Nykaa’s Q2 FY24 performance and the factors driving its strong results, leading to a 5% jump in its stock price.
- Revenue Growth:
- Nykaa reported a robust growth in revenue, driven primarily by increased sales in both its beauty & personal care (BPC) and fashion segments.
- Revenue for Q2 FY24 saw a year-on-year (YoY) rise of approximately 20-25%, supported by higher demand during the festive season, which included sales events like Diwali and Dussehra.
- Profitability & Margins:
- Net profit witnessed a significant increase YoY, thanks to effective cost control, better inventory management, and a shift towards higher-margin products.
- EBITDA margin saw an improvement due to:
- Better product mix, focusing on premium categories.

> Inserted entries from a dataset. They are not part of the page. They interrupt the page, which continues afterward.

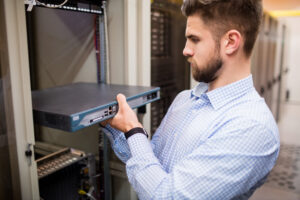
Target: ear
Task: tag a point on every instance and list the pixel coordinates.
(232, 42)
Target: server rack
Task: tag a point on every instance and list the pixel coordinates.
(169, 68)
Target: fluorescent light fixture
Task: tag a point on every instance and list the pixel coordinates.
(284, 13)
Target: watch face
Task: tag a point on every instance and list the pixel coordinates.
(136, 130)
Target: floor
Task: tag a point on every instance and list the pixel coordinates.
(284, 180)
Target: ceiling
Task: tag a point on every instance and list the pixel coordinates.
(282, 8)
(270, 5)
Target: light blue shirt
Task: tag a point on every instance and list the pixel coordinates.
(210, 145)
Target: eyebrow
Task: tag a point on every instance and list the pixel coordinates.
(191, 36)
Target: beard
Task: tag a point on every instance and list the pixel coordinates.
(209, 72)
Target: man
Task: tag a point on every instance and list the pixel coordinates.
(218, 140)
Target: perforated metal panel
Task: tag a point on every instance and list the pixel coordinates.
(169, 69)
(285, 174)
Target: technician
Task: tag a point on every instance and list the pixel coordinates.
(218, 140)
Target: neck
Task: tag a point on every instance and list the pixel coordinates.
(231, 72)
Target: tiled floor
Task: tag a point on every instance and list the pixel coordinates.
(284, 180)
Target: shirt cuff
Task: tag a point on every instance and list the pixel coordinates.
(139, 145)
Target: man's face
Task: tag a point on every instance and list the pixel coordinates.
(202, 50)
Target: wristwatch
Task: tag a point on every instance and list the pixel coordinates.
(134, 131)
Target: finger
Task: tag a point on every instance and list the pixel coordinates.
(122, 102)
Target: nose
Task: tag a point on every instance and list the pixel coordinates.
(187, 51)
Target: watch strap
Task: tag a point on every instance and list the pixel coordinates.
(134, 131)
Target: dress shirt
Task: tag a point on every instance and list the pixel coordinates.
(219, 144)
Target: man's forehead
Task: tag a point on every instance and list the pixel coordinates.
(195, 25)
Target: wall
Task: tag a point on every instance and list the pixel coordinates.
(293, 58)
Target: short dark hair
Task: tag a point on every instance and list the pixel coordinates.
(224, 15)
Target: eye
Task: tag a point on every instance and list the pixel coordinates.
(194, 39)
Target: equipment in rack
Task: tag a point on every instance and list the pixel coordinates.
(67, 174)
(79, 105)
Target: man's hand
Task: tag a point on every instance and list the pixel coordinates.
(126, 118)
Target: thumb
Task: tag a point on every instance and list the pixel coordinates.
(122, 102)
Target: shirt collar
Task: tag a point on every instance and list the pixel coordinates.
(223, 95)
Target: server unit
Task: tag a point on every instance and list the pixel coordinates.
(79, 105)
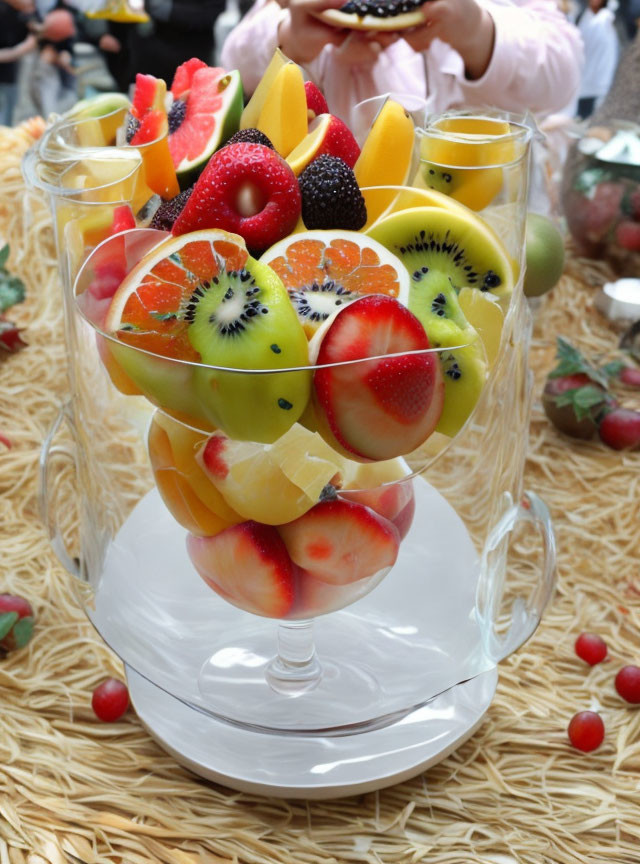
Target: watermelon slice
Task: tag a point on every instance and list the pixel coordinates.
(147, 115)
(205, 113)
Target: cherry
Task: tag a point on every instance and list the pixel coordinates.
(591, 648)
(627, 684)
(110, 700)
(586, 731)
(620, 429)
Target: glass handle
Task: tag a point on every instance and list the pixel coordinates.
(526, 612)
(47, 453)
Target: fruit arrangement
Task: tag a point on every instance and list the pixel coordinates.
(578, 401)
(298, 331)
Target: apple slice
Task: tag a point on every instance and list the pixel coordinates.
(249, 566)
(340, 542)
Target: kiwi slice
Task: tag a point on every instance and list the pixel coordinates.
(464, 363)
(317, 302)
(243, 319)
(458, 245)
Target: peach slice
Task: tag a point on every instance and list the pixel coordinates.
(249, 566)
(176, 488)
(340, 542)
(272, 484)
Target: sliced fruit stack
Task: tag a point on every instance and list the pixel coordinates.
(308, 321)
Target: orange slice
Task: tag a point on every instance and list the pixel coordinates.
(324, 270)
(145, 308)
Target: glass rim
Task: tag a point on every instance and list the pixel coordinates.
(199, 365)
(279, 371)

- Optimization of operational expenses.
- Enhanced logistics efficiencies, reducing delivery costs.
- Operating Metrics:
- Gross Merchandise Value (GMV), which represents the total value of goods sold via the platform, showed substantial growth driven by higher average order values and a rise in customer transactions.
- The number of active users increased due to marketing campaigns and customer loyalty programs, especially targeting Tier 2 and Tier 3 cities.
- Nykaa continues to maintain a healthy conversion rate, indicating that its marketing and customer engagement strategies are effectively driving purchases.